Chronic Oil Volatility Becomes Oil’s New Normal

As the IEA is about to revise its peak oil demand scenario radically, the global oil market is undergoing a shift that looks like it’s going to be permanent. Demand growth is being driven by Asia. Supply growth is mostly taking place in the Americas. Meanwhile, politics is playing a growing role in oil flow.

The demand and supply trends were highlighted this week by Reuters energy commentator Clyde Russell, who wrote that most of the world’s oil supply growth was coming from non-OPEC countries in North and South America, notably Canada, Guyana, Brazil, and Argentina, as well as Suriname. The United States also contributed to this growth but its contribution was about to start declining while the other countries’ contributions were set to remain strong, as suggested by an Argus report that Russell cited in his column.

Indeed, per the Argus forecast, the Americas are set to account for 85% of supply growth between 2024 and 2030 but there is an important detail: that 85% is the portion of non-OPEC supply growth, not total global growth. In other words, OPEC could also expand its production alongside the Americas should there be a need for that. In other words, there is no case of the Americas tipping the global oil market into a lower dependence on OPEC and its OPEC+ partners—that bloc is still responsible for close to two-thirds of global oil supply.

Yet the additional production from the Americas would come in handy for the demand hubs in Asia, led by India, where demand for crude may add as much as 2 million bpd in the next six years, according to Argus. According to Trafigura, as soon as this year, India will overtake China in terms of oil demand growth, excluding strategic stockpiling, of which China has been doing a lot since the start of 2025.

Outside India, demand for oil in Asia is set for a lot more lukewarm growth, at an estimated 600,000 barrels daily, per Argus. That would be weaker growth than even the Middle East, where Argus sees demand for oil rising by 1 million barrels daily between 2024 and 2030. The rest of the world will see equally modest demand growth, at 600,000 bpd in Africa and by 500,000 bpd in Latin America.

It is worth bearing in mind that these are projections only. Demand trends have surprised before and they may surprise again, as the International Energy Agency knows from its own recent experience that showed it might not be the wisest move to assume stated climate policies will turn into actual, implemented policies, not to mention market forces affecting hopes and dreams about the electrification of transport. Whatever the forecast and projections, oil demand trends would depend most on economic developments in the regional oil markets, which are always subject to change from the status quo, which is where the political aspect of oil trade comes in.

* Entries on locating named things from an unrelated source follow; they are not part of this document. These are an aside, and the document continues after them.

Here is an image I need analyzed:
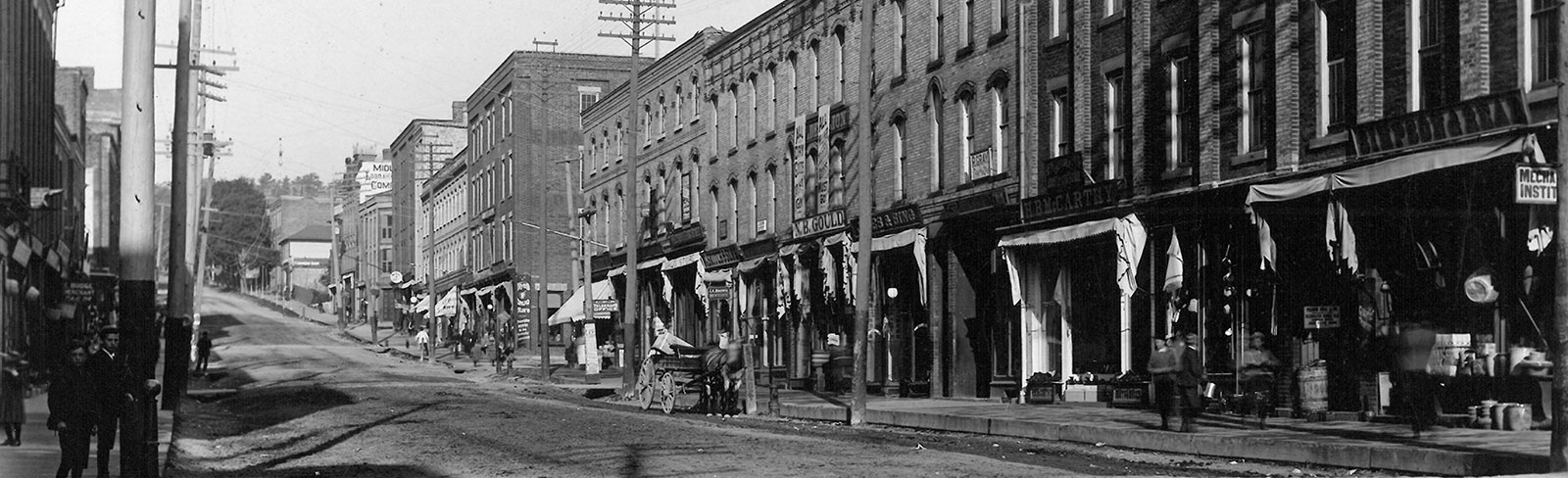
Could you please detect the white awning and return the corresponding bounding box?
[998,215,1150,304]
[549,280,614,326]
[662,253,703,271]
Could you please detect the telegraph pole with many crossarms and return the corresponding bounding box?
[599,0,676,395]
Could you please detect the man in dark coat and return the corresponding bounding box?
[86,327,135,476]
[1171,334,1209,433]
[49,343,104,478]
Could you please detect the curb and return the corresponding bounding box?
[779,405,1547,475]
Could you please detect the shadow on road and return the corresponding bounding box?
[182,464,447,478]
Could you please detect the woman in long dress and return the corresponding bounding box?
[49,345,97,478]
[0,348,26,447]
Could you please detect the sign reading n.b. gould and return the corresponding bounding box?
[795,209,845,238]
[1513,163,1557,204]
[1301,306,1339,329]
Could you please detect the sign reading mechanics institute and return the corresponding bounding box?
[795,209,845,238]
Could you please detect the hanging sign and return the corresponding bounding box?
[1301,306,1339,329]
[1513,165,1557,204]
[593,300,621,318]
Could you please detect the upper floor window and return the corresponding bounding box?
[1165,55,1198,170]
[927,88,944,191]
[1236,29,1270,154]
[892,0,909,75]
[1101,71,1129,180]
[1519,0,1562,91]
[958,0,975,47]
[1105,0,1126,18]
[892,120,907,201]
[1317,0,1356,136]
[1051,89,1072,157]
[1048,0,1071,37]
[991,0,1006,34]
[958,96,983,178]
[833,28,850,102]
[991,84,1008,174]
[930,0,943,61]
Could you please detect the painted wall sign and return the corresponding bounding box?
[1513,165,1557,204]
[795,209,845,238]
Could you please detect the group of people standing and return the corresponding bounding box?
[49,327,136,478]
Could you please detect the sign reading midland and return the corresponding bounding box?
[795,209,847,240]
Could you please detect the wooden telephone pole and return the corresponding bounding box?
[599,0,674,395]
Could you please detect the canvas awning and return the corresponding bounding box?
[998,215,1150,304]
[549,280,614,326]
[1247,133,1544,268]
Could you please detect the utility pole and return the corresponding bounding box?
[120,0,159,476]
[536,39,570,382]
[1543,5,1568,472]
[853,0,872,426]
[163,0,194,410]
[599,0,676,395]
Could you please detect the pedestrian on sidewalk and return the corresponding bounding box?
[49,343,97,478]
[414,326,429,360]
[1150,337,1176,431]
[1171,334,1209,433]
[0,348,29,447]
[1398,319,1436,439]
[86,327,136,476]
[196,331,212,374]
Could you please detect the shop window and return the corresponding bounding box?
[1519,0,1562,89]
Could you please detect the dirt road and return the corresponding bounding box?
[171,293,1392,478]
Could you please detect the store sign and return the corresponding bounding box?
[593,300,621,318]
[66,280,97,304]
[356,162,392,204]
[943,188,1006,217]
[1513,165,1557,204]
[1301,306,1339,329]
[872,204,920,235]
[795,209,847,238]
[1024,180,1123,221]
[703,245,740,271]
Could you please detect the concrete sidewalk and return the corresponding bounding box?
[771,390,1550,475]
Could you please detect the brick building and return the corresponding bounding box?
[1001,0,1562,412]
[578,28,724,366]
[387,102,467,304]
[465,52,627,343]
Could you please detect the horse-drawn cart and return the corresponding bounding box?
[637,348,709,413]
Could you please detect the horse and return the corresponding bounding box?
[701,332,747,415]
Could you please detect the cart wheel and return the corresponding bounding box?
[659,373,676,413]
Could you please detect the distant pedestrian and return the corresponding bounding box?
[49,343,97,478]
[86,327,136,476]
[0,348,28,447]
[1150,337,1178,431]
[1171,334,1209,433]
[196,331,212,374]
[1398,319,1436,439]
[414,327,429,360]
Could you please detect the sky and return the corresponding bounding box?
[57,0,776,182]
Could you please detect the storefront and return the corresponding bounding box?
[852,206,935,397]
[1245,129,1555,412]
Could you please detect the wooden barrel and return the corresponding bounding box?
[1299,366,1328,412]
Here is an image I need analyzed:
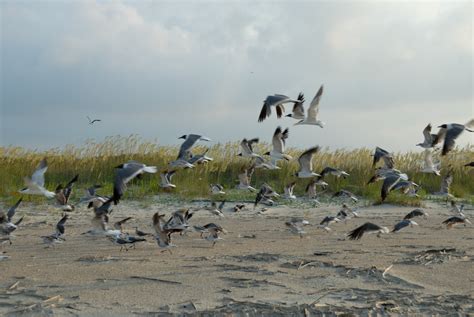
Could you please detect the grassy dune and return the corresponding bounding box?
[0,135,474,204]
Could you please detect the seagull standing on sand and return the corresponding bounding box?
[295,85,325,128]
[20,159,56,198]
[258,94,299,122]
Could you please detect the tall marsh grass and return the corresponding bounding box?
[0,135,474,201]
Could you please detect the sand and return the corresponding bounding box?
[0,201,474,316]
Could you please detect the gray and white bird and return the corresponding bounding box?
[264,127,292,161]
[113,161,157,204]
[20,158,56,198]
[41,215,69,247]
[160,171,176,188]
[347,222,390,240]
[55,175,79,211]
[416,123,439,149]
[438,119,474,155]
[295,146,321,178]
[295,85,325,128]
[238,138,261,158]
[258,94,299,122]
[392,219,418,232]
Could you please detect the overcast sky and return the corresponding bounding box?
[0,1,474,151]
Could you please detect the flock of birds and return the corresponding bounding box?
[0,86,474,253]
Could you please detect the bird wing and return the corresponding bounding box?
[308,85,323,120]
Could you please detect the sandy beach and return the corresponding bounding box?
[0,201,474,316]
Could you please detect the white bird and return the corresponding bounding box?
[236,166,256,192]
[421,149,441,176]
[295,146,321,178]
[438,119,474,155]
[258,94,299,122]
[265,127,292,161]
[20,159,56,198]
[295,85,325,128]
[160,171,176,188]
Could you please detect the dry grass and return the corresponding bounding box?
[0,135,474,204]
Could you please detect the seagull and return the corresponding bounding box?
[160,171,176,188]
[264,127,292,161]
[392,219,418,232]
[169,134,211,168]
[285,218,309,238]
[372,146,395,169]
[438,119,474,155]
[347,222,390,240]
[319,166,349,178]
[443,216,472,229]
[332,189,359,203]
[206,200,225,217]
[87,116,102,125]
[0,198,23,244]
[210,184,225,195]
[236,166,257,192]
[295,146,321,178]
[282,182,296,199]
[238,138,261,158]
[286,92,306,120]
[403,208,428,220]
[113,161,157,204]
[421,149,441,176]
[295,85,325,128]
[41,214,69,246]
[416,123,440,149]
[20,158,56,198]
[258,94,300,122]
[55,175,79,211]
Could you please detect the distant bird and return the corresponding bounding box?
[286,92,306,120]
[258,94,299,122]
[237,166,256,192]
[372,146,395,169]
[319,166,349,178]
[206,200,225,217]
[332,189,359,203]
[169,134,211,168]
[443,216,472,229]
[209,184,225,195]
[416,123,440,149]
[295,85,325,128]
[264,127,292,161]
[421,149,441,176]
[285,218,309,238]
[403,208,428,220]
[160,171,176,188]
[295,146,321,178]
[392,219,418,232]
[113,161,157,204]
[238,138,261,158]
[438,119,474,155]
[282,182,296,199]
[55,175,79,211]
[41,215,69,246]
[20,159,56,198]
[87,116,102,125]
[347,222,390,240]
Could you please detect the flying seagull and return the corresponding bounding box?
[87,116,102,125]
[258,94,299,122]
[347,222,390,240]
[295,146,321,178]
[438,119,474,155]
[20,159,56,198]
[295,85,325,128]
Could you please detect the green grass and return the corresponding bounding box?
[0,135,474,206]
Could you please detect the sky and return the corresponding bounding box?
[0,0,474,151]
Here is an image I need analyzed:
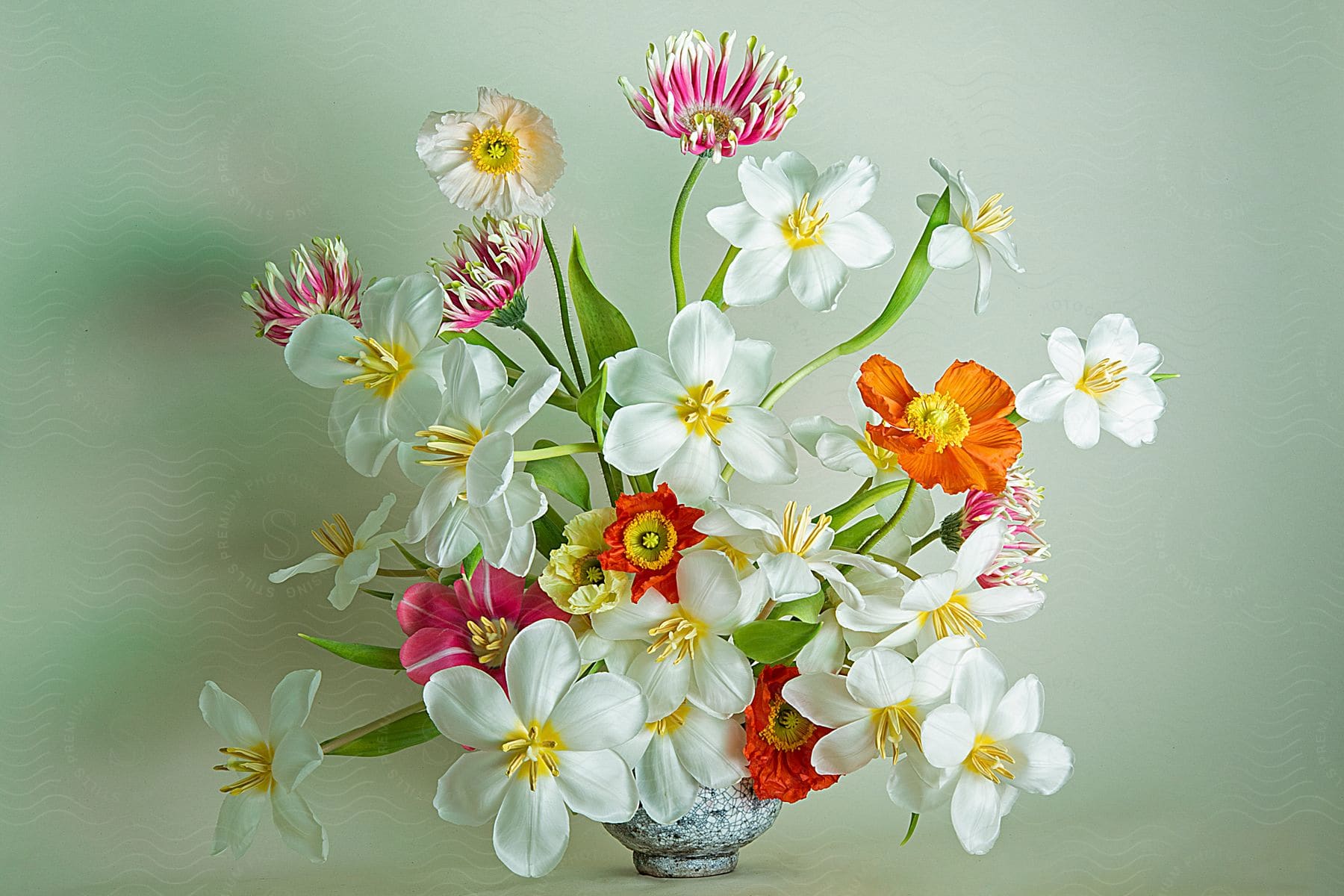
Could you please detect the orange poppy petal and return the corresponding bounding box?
[859,355,917,423]
[934,361,1018,426]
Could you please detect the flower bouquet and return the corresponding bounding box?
[200,32,1172,876]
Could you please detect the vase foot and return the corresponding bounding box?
[635,850,738,877]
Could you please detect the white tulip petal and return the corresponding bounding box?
[555,747,644,822]
[434,750,511,826]
[199,681,262,747]
[551,672,647,752]
[494,775,570,877]
[425,663,523,750]
[951,772,1003,856]
[270,788,326,862]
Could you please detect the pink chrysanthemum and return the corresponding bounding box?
[429,217,541,331]
[396,563,570,685]
[957,464,1050,588]
[243,237,360,345]
[620,31,803,161]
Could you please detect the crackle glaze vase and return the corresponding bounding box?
[606,778,783,877]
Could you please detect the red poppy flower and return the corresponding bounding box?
[746,666,840,803]
[859,355,1021,494]
[598,482,704,603]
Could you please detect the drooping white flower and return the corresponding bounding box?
[285,274,444,476]
[709,152,894,311]
[603,302,798,504]
[918,158,1027,314]
[783,638,974,775]
[836,520,1045,647]
[415,87,564,217]
[593,551,768,719]
[425,619,647,877]
[608,698,747,825]
[400,340,561,575]
[270,494,406,610]
[914,647,1074,856]
[1018,314,1166,449]
[695,501,899,607]
[200,669,326,862]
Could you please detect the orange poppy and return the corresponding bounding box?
[598,482,704,603]
[743,666,840,803]
[859,355,1021,494]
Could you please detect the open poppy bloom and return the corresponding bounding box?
[859,355,1021,494]
[598,482,704,603]
[744,666,840,803]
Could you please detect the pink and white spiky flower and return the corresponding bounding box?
[243,237,360,345]
[620,31,803,161]
[953,464,1050,588]
[429,217,541,331]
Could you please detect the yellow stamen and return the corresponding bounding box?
[311,513,355,558]
[1074,358,1129,398]
[500,721,564,790]
[340,336,413,400]
[677,380,732,445]
[962,735,1013,785]
[467,128,526,177]
[783,193,830,249]
[904,392,971,454]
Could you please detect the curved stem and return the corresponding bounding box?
[761,190,951,410]
[517,321,579,398]
[668,156,709,311]
[541,217,588,391]
[857,479,919,553]
[514,442,601,464]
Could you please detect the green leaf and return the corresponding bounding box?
[578,364,606,447]
[830,516,886,551]
[732,619,821,664]
[326,709,438,756]
[532,508,564,558]
[570,228,637,371]
[769,590,827,622]
[299,634,402,669]
[523,439,593,511]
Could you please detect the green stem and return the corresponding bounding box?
[761,190,949,410]
[541,217,588,391]
[910,529,942,556]
[517,321,579,398]
[514,442,600,464]
[857,479,919,553]
[321,700,425,753]
[827,479,909,532]
[668,156,709,311]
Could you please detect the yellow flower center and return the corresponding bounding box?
[312,513,355,558]
[783,193,830,249]
[340,336,413,400]
[467,128,523,177]
[648,606,706,665]
[919,591,985,639]
[872,700,922,762]
[780,501,830,558]
[904,392,971,454]
[500,721,564,790]
[761,697,817,752]
[644,703,691,738]
[961,193,1016,243]
[467,617,517,669]
[215,743,276,795]
[621,511,676,570]
[962,735,1013,785]
[677,380,732,445]
[1074,358,1129,398]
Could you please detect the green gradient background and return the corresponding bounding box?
[0,0,1344,895]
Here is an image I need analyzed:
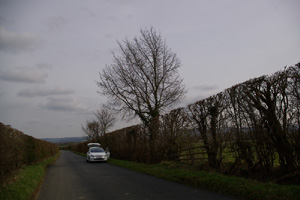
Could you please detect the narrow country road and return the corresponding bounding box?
[37,151,236,200]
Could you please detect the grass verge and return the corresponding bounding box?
[0,152,60,200]
[68,151,300,200]
[108,159,300,200]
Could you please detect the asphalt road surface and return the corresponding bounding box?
[37,151,233,200]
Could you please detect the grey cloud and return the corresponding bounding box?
[44,16,68,32]
[18,87,74,97]
[191,85,218,91]
[80,7,97,17]
[43,98,88,112]
[0,67,48,83]
[0,27,42,53]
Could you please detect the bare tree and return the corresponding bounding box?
[94,107,116,136]
[97,28,186,161]
[81,120,100,139]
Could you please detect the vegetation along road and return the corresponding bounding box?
[37,151,236,200]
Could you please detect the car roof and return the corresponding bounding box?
[88,143,101,148]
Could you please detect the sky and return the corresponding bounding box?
[0,0,300,138]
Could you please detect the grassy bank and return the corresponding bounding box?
[68,152,300,200]
[0,153,60,200]
[108,159,300,200]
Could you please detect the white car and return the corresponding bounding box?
[86,143,110,162]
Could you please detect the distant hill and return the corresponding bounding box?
[41,137,87,144]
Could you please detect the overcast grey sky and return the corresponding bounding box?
[0,0,300,138]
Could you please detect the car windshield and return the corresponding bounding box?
[91,147,104,153]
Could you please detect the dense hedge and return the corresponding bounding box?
[0,122,59,186]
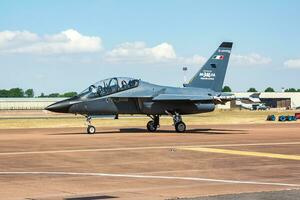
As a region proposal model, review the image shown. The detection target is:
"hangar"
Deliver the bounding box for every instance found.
[0,92,300,110]
[231,92,300,109]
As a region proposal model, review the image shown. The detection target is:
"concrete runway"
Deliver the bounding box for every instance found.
[0,123,300,200]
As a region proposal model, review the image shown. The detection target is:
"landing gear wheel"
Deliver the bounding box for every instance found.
[175,122,186,133]
[87,125,96,134]
[147,120,157,132]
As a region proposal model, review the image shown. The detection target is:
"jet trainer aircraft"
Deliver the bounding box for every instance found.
[45,42,232,134]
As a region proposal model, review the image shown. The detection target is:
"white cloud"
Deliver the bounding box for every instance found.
[178,55,207,65]
[231,53,272,65]
[283,58,300,69]
[0,29,102,54]
[105,42,176,63]
[105,42,206,65]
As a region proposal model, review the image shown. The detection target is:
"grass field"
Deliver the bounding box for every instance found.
[0,110,299,129]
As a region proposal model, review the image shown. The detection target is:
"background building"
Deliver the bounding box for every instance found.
[0,92,300,110]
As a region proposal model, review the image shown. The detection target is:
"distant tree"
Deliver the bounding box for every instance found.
[25,89,34,97]
[48,93,60,97]
[247,88,257,92]
[0,90,9,97]
[8,88,24,97]
[265,87,275,92]
[61,92,77,97]
[222,85,231,92]
[284,88,297,92]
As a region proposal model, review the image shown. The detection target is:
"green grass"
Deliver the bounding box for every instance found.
[0,110,298,129]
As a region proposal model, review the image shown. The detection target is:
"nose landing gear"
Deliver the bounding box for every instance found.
[86,116,96,134]
[173,113,186,133]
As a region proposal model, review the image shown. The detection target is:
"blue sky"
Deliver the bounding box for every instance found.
[0,0,300,94]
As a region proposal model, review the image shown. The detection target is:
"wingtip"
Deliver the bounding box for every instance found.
[220,42,233,48]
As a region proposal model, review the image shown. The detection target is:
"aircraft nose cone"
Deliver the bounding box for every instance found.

The European Union and Russia are the most recent and most obvious examples of how politics can redirect energy flows. As the European Union declared it would phase out imports of Russian energy, said Russian energy headed east, with the redirection culminating in the recent agreement to build the Power of Siberia 2 gas pipeline that would see Russia export to China the same amount of natural gas it was going to export to Germany via the twin Nord Stream pipelines.

Russia’s oil is also heading east, and most notably into India, the future global demand driver. As we have recently seen, this has caused trouble for India because the U.S. president disapproves of this state of affairs and believes that harming Russian oil exports would lead to a swifter end to the hostilities in Ukraine. Per Reuters’ Russell, this is an example of how oil markets become tangled with political developments, with India in this case having to choose between doing business with the United States or with Russia.

Indeed, earlier today the Financial Times reported that President Trump was going to urge G7 to impose tariffs on India and China in an attempt to sap their appetite for Russian crude, after the European Union turned out to be reluctant to use tariffs for this purpose, concerned such a move could boomerang. It appears to be in favor of sanctions as a means of asserting its will with the Asian powerhouses, with the FT report noting that the leadership in Brussels was discussing sanctions on China for buying Russian crude and natural gas.

Whether this could turn into a blueprint for future U.S. administrations remains to be seen, but it is clear that politics and oil trade are becoming increasingly closely interlinked, which would inevitably add a dose of further volatility to oil markets, and that new volatility is going to stay with those markets.